Personal information
- Born: July 7, 1998 (age 27) Richmond, Virginia, U.S.
- Listed height: 6 ft 0 in (1.83 m)
- Listed weight: 205 lb (93 kg)

Career information
- High school: L. C. Bird (Chesterfield, Virginia)
- College: Notre Dame (2016–2019)
- NFL draft: 2020: undrafted

Career history
- Detroit Lions (2020–2021); New England Patriots (2022)*; Las Vegas Raiders (2022)*; Pittsburgh Steelers (2023–2024); San Antonio Brahmas (2025);
- * Offseason and/or practice squad member only

Career NFL statistics as of 2024
- Total tackles: 12
- Stats at Pro Football Reference

= Jalen Elliott =

American football player (born 1998)

Jalen Anthony Elliott (born July 7, 1998) is an American professional football safety. He played college football for the Notre Dame Fighting Irish. He previously played for the Detroit Lions, New England Patriots and the Las Vegas Raiders.

==College career==
Elliott played college football at Notre Dame from 2016 to 2019. He was named a captain for Notre Dame during his senior year in 2019.

==Professional career==

Pre-draft measurables
| Height | Weight | Arm length | Hand span | 40-yard dash | 10-yard split | 20-yard split | 20-yard shuttle | Three-cone drill | Vertical jump | Broad jump | Bench press |
| 6 ft 0+3⁄8 in (1.84 m) | 205 lb (93 kg) | 31+3⁄4 in (0.81 m) | 9+1⁄8 in (0.23 m) | 4.80 s | 1.62 s | 2.79 s | 4.30 s | 6.87 s | 34.0 in (0.86 m) | 10 ft 5 in (3.18 m) | 15 reps |
All values from NFL Combine

===Detroit Lions===
On May 1, 2020, Elliott signed with the Detroit Lions as an undrafted free agent after the 2020 NFL draft. On September 5, 2020, he was released by the Lions.

On September 1, 2021, the Lions signed Elliott to the practice squad. On October 23, 2021, he was activated from the practice squad by the Lions for the team's week 7 game against the Los Angeles Rams. He was signed to the active roster on November 9.

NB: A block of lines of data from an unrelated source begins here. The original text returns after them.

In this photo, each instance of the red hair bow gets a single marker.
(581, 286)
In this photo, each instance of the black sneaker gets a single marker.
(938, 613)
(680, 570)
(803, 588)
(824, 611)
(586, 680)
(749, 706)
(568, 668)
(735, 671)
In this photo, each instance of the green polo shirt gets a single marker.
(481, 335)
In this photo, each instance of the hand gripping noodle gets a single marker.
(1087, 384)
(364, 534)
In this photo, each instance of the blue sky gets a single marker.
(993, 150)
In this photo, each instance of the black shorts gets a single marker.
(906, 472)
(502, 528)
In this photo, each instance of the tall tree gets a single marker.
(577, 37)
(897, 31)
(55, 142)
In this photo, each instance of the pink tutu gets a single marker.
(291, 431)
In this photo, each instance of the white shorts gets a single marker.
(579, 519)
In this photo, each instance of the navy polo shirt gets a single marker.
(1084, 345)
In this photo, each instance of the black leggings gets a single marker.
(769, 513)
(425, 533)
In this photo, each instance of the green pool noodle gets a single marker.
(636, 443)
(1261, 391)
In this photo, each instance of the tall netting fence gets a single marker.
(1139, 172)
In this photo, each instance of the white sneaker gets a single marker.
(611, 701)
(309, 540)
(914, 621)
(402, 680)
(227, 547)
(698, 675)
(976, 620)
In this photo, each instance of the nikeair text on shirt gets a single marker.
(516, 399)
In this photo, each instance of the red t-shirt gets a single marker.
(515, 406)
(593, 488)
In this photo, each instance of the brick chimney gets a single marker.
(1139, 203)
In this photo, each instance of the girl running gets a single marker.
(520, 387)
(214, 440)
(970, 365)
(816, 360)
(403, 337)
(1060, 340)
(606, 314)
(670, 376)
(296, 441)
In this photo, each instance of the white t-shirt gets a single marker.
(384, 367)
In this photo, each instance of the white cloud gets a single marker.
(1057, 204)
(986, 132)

On May 12, 2022, the Lions waived Elliott to make room for their rookie class.

===New England Patriots===
On August 2, 2022, Elliott signed with the New England Patriots. He was waived on August 20.

===Las Vegas Raiders===
On November 9, 2022, Elliott was signed to the practice squad of the Las Vegas Raiders. He signed a reserve/future contract on January 9, 2023. He was waived on May 1, 2023.

===Pittsburgh Steelers===
On August 8, 2023, Elliott signed with the Pittsburgh Steelers. He was waived on August 28, 2023.

Elliott signed a letter of intent with the Houston Roughnecks of the XFL on October 30, before re-signing to the Steelers' practice squad on October 31. He was released on November 28. Elliott was re-signed to the practice squad on December 19.

On January 17, 2024, Elliott signed a reserve/futures contract with the Steelers. He made the Steelers 53-man roster, playing in two games before being waived on October 1, 2024.

=== San Antonio Brahmas ===
On October 30, 2024, Elliott signed with the San Antonio Brahmas of the United Football League (UFL).